Força-tarefa para analisar casos de presos provisórios no Amazonas

“O que se pretende é devolver a liberdade para quem tem o direito à liberdade”, reforçou o defensor público do Amazonas, Rafael Barbosa. Ele explicou que a ideia da força-tarefa surgiu da visita que o ministro Alexandre de Moraes fez a Manaus no início da semana passada para ver de perto a situação após os acontecimentos no Compaj. Diante da ideia, contida no Plano Nacional de Segurança, construiu-se a criação da força-tarefa emergencial no Amazonas.
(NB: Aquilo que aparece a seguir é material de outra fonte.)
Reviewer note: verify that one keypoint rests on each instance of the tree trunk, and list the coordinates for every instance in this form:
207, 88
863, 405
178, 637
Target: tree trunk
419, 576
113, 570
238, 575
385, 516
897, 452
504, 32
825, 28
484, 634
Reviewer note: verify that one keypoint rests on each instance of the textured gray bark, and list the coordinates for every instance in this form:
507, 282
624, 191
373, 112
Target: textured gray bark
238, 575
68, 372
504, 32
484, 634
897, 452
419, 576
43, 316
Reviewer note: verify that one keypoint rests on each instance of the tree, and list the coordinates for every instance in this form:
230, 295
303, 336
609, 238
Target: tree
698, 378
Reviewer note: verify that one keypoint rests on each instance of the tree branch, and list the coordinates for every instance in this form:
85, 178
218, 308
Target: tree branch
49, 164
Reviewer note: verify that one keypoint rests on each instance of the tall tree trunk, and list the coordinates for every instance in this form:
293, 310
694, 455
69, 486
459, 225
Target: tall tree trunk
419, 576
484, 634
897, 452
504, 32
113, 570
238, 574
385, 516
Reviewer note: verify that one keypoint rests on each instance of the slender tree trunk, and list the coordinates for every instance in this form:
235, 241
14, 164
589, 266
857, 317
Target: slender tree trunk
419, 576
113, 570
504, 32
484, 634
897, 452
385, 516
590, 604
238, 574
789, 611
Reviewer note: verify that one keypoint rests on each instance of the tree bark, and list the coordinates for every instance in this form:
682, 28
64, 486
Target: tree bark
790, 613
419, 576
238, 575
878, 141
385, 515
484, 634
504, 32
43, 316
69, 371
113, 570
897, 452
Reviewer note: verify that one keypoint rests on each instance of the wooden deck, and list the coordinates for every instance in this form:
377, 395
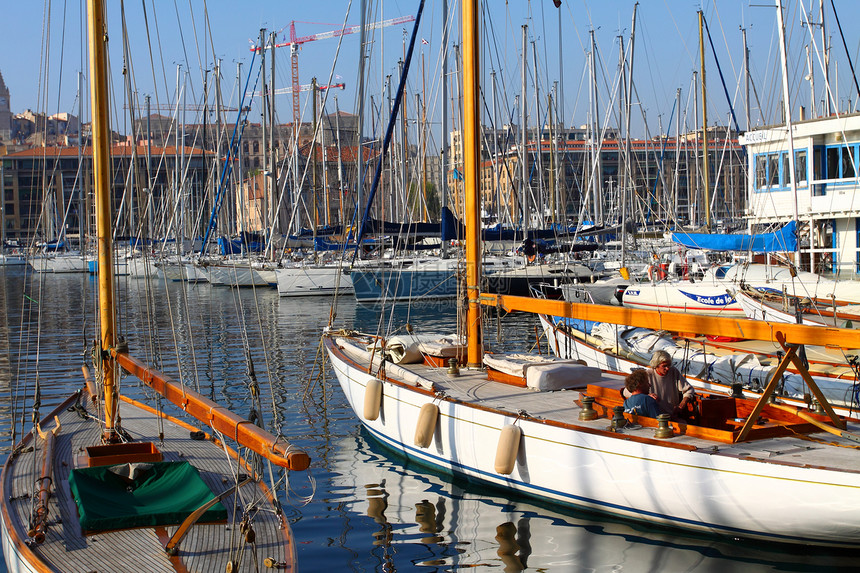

Após isso, os defensores públicos discutiram com o ministro Alexandre de Moraes a ideia de que, em seguida, tal ideia consolide a formação de um grupo permanente para analisar situação em todo o país. Estima-se que 42% dos presos no país sejam provisórios, quando a média mundial é de 22% e nos países desenvolvidos fica em torno de 8%. “A solução para a questão penitenciária não é somente construir presídios”, avalia Alexandre de Moraes.

Para a construção das penas alternativas para os crimes de menor gravidade, o ministro da Justiça e Cidadania propõe a criação de um conjunto de alternativas, como o uso de tornozeleiras eletrônicas, prestação de serviços à comunidade e cursos profissionalizantes.